L’autre grand volet des recommandations concerne l’amélioration des conditions de travail des travailleurs des plateformes. Dans la droite ligne des préconisations émises par le Parlement européen, le rapport appelle à garantir le droit à la déconnexion à tous les travailleurs des plateformes, à étendre à ceux d’entre eux exposés à des risques professionnels manifestes les garanties dont bénéficient les salariés en matière de sécurité au travail ainsi qu'à étendre les compétences de l’inspection du travail au contrôle du respect des nouvelles obligations des plateformes en matière de sécurité au travail.

  • Faire les algorithmes un objet de négociation collective

Les rapporteurs attirent l’attention sur le fait que la protection permise par le secret des affaires tend à réduire les efforts de transparence des algorithmes et d’explicabilité des décisions prises par traitements automatisés de données. Or, « la garantie de l’intelligibilité des algorithmes pour les travailleurs et leurs représentants est une première étape indispensable pour faire du contenu de l’algorithme un véritable objet de négociation ».

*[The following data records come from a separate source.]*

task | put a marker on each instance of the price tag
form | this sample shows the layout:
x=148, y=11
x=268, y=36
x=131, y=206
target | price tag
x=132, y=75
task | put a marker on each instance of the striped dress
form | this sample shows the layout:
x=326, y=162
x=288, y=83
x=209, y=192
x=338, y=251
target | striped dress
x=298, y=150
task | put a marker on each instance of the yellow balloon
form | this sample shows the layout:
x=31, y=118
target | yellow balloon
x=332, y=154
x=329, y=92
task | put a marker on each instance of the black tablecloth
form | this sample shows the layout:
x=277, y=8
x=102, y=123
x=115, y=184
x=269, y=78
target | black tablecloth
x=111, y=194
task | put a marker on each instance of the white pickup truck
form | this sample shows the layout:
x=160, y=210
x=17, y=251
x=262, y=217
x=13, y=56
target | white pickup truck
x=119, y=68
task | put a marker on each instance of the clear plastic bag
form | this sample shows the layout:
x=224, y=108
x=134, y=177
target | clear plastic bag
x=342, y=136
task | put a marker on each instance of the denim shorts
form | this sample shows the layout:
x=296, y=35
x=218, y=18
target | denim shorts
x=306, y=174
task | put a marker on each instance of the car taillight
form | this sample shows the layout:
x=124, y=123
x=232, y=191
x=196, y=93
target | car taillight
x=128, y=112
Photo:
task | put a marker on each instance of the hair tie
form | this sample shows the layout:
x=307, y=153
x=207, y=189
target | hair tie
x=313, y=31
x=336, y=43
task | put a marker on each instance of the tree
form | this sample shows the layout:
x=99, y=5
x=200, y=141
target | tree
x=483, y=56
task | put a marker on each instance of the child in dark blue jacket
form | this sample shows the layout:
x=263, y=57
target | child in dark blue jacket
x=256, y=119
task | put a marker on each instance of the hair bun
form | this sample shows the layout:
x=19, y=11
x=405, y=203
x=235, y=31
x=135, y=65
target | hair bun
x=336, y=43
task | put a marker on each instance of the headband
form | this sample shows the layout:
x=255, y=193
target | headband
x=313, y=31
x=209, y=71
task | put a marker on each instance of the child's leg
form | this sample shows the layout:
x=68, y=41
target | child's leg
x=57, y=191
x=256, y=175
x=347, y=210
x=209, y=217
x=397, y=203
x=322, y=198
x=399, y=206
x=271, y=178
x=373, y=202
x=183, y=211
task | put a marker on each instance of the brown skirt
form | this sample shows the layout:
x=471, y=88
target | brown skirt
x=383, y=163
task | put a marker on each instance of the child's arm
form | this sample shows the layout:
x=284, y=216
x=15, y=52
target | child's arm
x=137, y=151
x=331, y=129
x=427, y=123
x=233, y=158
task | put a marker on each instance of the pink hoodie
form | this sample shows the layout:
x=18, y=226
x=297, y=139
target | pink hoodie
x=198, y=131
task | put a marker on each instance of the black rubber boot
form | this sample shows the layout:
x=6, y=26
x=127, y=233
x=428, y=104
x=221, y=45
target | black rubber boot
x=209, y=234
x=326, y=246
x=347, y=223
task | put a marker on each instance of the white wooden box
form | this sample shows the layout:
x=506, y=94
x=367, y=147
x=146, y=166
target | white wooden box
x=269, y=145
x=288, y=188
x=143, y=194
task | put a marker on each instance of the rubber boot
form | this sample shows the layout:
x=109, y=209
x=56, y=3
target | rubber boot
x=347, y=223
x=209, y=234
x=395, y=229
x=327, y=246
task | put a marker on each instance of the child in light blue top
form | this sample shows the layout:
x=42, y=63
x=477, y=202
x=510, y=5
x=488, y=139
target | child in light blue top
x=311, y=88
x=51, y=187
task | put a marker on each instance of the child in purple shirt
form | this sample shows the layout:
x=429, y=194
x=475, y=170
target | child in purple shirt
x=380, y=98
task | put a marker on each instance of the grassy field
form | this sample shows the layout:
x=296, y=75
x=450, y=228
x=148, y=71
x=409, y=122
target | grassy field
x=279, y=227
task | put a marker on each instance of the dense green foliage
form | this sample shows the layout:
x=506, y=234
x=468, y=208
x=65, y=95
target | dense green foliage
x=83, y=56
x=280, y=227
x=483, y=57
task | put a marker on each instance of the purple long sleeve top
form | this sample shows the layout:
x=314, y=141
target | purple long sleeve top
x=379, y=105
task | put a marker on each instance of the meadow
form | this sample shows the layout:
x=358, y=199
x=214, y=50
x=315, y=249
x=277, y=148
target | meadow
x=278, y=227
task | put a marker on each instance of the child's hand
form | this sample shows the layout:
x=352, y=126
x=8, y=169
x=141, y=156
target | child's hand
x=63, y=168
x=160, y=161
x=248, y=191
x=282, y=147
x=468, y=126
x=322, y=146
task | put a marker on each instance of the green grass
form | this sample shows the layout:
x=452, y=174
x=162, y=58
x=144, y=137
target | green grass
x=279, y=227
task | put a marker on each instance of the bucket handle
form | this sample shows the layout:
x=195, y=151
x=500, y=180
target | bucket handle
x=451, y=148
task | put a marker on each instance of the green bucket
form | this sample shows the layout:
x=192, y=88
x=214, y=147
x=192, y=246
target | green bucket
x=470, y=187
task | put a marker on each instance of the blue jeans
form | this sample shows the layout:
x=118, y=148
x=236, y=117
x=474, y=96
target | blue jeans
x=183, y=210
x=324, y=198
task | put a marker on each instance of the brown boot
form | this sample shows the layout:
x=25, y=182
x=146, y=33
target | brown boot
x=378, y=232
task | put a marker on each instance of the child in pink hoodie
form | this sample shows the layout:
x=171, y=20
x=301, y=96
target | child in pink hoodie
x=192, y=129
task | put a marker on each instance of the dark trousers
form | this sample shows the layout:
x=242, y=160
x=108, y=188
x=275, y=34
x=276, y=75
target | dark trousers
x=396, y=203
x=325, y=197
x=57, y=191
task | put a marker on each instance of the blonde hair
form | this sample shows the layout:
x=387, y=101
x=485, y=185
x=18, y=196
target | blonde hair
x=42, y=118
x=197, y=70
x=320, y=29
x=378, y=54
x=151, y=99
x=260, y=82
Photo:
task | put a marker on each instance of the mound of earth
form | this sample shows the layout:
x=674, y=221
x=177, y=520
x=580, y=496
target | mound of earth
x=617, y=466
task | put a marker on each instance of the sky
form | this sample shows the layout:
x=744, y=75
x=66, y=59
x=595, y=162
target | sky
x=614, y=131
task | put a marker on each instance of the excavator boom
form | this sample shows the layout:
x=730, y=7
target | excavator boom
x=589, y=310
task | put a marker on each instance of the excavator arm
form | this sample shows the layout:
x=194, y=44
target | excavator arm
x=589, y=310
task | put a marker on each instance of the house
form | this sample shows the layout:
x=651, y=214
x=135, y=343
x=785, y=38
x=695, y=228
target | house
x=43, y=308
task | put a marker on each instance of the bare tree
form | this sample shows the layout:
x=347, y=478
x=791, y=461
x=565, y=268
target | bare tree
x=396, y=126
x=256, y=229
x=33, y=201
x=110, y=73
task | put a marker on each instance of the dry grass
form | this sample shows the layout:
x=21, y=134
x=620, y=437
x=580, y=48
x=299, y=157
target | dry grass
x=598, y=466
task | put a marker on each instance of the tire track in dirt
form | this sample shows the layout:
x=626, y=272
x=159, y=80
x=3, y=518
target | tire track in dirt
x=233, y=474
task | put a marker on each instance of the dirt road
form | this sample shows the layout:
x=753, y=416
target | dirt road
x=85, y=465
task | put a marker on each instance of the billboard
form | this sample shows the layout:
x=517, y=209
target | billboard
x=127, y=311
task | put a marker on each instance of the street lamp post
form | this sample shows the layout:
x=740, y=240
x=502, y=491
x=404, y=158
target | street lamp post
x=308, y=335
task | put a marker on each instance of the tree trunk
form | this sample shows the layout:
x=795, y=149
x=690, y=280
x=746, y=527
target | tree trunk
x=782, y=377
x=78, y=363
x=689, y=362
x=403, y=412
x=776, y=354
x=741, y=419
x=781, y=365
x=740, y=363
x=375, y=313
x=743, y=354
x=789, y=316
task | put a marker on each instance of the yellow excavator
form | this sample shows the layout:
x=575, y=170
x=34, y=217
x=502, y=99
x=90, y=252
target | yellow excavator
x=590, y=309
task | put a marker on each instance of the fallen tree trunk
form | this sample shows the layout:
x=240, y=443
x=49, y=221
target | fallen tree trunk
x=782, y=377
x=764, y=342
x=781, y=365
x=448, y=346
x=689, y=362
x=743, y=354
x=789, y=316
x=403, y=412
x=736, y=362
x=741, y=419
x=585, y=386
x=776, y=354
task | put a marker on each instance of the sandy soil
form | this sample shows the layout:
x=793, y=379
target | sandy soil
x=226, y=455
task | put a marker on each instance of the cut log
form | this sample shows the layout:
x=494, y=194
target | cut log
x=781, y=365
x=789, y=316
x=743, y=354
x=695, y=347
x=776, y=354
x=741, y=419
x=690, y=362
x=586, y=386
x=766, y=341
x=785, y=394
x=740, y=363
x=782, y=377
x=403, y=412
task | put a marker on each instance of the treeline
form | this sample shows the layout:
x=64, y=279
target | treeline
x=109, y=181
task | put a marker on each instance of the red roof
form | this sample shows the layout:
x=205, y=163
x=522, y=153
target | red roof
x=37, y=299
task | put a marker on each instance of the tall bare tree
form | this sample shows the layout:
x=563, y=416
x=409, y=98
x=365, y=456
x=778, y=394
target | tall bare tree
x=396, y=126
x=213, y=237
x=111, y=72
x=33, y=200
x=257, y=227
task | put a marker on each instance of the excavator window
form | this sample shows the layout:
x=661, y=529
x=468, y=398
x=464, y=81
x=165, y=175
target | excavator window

C’est pourquoi le rapport préconise de garantir aux représentants des travailleurs des plateformes un droit de se faire communiquer sur demande un document compréhensible et actualisé détaillant les logiques de fonctionnement des algorithmes ou encore de compléter les missions de ARPE afin qu’elle puisse les épauler dans les discussions et négociations relatives au fonctionnement des algorithmes et à leurs conséquences pour les travailleurs. Dans ce cadre, suggère le rapport, ces représentants pourraient être soumis aux obligations de confidentialité et de discrétion professionnelle qui incombent aux représentants du personnel des entreprises.

  • Reconnaître le rôle du management algorithmique dans la détermination des conditions de travail et de rémunération des travailleurs

La mission d’information se voit convaincue que le management algorithmique contribue à déterminer les conditions de travail et de rémunération des travailleurs, bien au-delà du rôle de simple intermédiaire et de mise en relation entre offre et demande. Plus précisément, « les algorithmes de tarification, les mécanismes d’incitation et les systèmes de notation ont des effets directs sur le comportement des travailleurs des plateformes, modifiant leur organisation et leur temps de travail, ne leur permettant pas d’avoir de la visibilité sur leurs revenus, ni sur leur projet professionnel », constatent les rapporteurs.

Pour répondre à cet enjeu, le rapport engage une réflexion sur la définition d’une chaîne de responsabilité humaine et transparente pour la société civile, des intervenants dans la conception des algorithmes ainsi que leur soumission aux réglementations du Code du travail. Plus drastiquement encore, il propose d’imposer aux plateformes l’effacement, à intervalles réguliers, de l’historique des notes attribuées par les clients aux travailleurs qui les utilisent.

Vous trouverez ici l’intégralité du rapport d’information « Uberisation de la société : quel impact des plateformes numériques sur les métiers et l’emploi ? », 29 septembre 2021.